I just read the date is August 21, 2012. I think it was on ABC.com at the end of the story about Baez's book and his recapping of the night she got out of jail.
In light of yesterday's Supreme Court ruling re: the medals of valor and people falsely claiming to be recipients.
The justices said it's not nice to lie, but as long as someone has no malicious intent or not doing something harmful, it's perfectly legal to tell false tales because of First Amendment rights. (totally paraphrased)
So, here are my questions, how does that bode for others who lie about criminal actions: perjury, giving false information, etc. Could people skate on First Amendment rights? "I have freedom of speech, I can say what I want if I'm not harming someone."
Suppose Martha Stewart, or someone in a similar bind, tried this?
Is it now true as Cindy Anthony said, "It's not a crime to lie?"
What about Casey's charges for lying??? Could she win appeal based on the SC decision????
The judges didn't say anything new or surprising. It is and always has been true that it isn't a crime merely to lie. There has to be something more. For example, lying under oath in a court proceeding is a crime (perjury). Giving false information to law enforcement officials trying to find your missing child to throw them off track is a crime. Lying to someone to get them to give you their money to "invest" in a nonexistent fund is a crime.

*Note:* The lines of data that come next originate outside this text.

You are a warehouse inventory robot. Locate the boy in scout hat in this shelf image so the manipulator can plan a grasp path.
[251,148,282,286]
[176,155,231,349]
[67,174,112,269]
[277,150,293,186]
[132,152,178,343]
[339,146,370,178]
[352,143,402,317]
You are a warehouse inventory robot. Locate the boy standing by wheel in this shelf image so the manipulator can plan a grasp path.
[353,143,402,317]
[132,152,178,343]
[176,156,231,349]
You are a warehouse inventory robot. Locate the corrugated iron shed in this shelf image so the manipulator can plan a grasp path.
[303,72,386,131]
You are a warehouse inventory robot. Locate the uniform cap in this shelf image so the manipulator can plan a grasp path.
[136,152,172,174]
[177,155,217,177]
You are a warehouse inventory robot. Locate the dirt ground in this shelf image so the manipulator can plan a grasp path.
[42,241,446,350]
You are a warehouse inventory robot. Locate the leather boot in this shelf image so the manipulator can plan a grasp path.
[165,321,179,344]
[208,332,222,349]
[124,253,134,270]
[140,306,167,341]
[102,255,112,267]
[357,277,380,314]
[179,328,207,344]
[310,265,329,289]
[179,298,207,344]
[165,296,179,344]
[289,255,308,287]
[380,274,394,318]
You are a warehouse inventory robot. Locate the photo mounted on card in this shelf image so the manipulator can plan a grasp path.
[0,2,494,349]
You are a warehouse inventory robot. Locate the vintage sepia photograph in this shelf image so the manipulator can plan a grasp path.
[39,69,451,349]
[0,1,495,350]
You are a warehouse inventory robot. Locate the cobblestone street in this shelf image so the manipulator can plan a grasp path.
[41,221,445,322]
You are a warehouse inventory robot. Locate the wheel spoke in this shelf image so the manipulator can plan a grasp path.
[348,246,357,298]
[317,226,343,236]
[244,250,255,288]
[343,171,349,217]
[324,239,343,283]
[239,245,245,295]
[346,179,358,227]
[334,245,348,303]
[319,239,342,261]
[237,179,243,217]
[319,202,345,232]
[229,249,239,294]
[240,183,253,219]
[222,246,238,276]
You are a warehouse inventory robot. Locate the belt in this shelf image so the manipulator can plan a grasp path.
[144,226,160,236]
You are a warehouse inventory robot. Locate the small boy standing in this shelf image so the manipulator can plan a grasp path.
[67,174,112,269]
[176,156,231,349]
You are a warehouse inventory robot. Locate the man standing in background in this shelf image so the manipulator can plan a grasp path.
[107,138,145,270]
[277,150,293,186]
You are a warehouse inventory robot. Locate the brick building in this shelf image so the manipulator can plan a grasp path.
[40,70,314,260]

But just lying isn't a crime. And Congress can't make just lying a crime, because of the First Amendment. Just about every lawyer except the ones in Congress already knew this IMO.
Casey's appeal already includes the argument that the jury should have been required to find that her lies MATTERED somehow to the investigation of the missing child--otherwise, the statute would be unconstitutional. In other words, if you lie to LE but they don't believe you for a second, or the thing you lie about has nothing to do with the missing child, it's probably unconstitutional to prosecute you for that. This was a good argument before the Supreme Court case came out yesterday, and it's still a good argument for the same reasons. The only difference is that this new case will be cited in Casey's Reply brief (or maybe even in a supplemental citation memo filed before then).
Now, let me add that if a hypothetical good jury had been properly instructed that Casey's lies had to make a difference to LE's investigation, I'm sure they would have made that finding as to SOME of the counts of lying. It simply isn't true that LE said "we don't believe you" and ignored her lies. They investigated the heck out of her Zanny Nanny lies, while still pursuing what they thought was the more likely path (that Casey knew exactly what had happened to Caylee). But the jury wasn't asked to make that finding. And the finding probably couldn't have been made as to ALL of the counts of lying to LE. Here were the 4 lies (simplified):
1. "I work at Universal."
2. "I left Caylee with Zanny."
3. "I told Jeff and Juliette about Caylee's kidnapping."
4. "Caylee called me on July 15, 2008."
Lies #2 and 4 were important to the investigation and were investigated. Lies #1 and 3 were probably not important.